Andre Agassi challenged a tax assessment for the 1998/99 season
Law Lords ruled he must pay tax on a portion of cash paid to him by Nike and Head because he endorsed their products at Wimbledon and other UK tournaments.
The Court of Appeal had earlier ruled Agassi was exempt because neither he nor the sports companies were UK-based.
But the Law Lords ruled foreign entertainers touring Britain must pay tax on money earned from such deals.
The Revenue feared that, had it lost its appeal, it would have been liable to repay millions of pounds to entertainers and sports stars who had toured the UK since 1988.
That was the year the Income and Corporations Taxes Act, which covers such deals, came into force.

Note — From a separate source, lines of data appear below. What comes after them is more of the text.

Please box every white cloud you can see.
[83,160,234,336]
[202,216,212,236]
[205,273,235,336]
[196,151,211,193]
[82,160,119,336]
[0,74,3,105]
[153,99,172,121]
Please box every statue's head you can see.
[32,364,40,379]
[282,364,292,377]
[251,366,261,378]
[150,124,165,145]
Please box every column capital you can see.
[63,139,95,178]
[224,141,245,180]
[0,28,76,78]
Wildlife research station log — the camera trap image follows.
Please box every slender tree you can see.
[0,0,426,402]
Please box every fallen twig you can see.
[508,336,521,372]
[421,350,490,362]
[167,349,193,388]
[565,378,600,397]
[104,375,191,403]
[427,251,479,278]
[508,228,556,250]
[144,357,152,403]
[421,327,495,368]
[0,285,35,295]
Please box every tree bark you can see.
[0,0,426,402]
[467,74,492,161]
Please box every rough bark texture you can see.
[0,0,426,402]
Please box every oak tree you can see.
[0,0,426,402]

The fact Nike and Head were paying money to the tennis star's US-based company, Agassi Enterprises Inc - rather than to Agassi himself - made no difference, the Law Lords ruled.
"Payments to foreign companies controlled by them are to be treated as payments to them," Lord Scott said.
Otherwise, payments of the tax would be rendered "to all intents voluntary", he added.
Lord Mance said there was "no incongruity" in entertainers or sportsmen being charged tax on money earned for endorsing products in the UK.
Agassi brought the case after challenging an assessment of £27,500 for the 1998/99 season.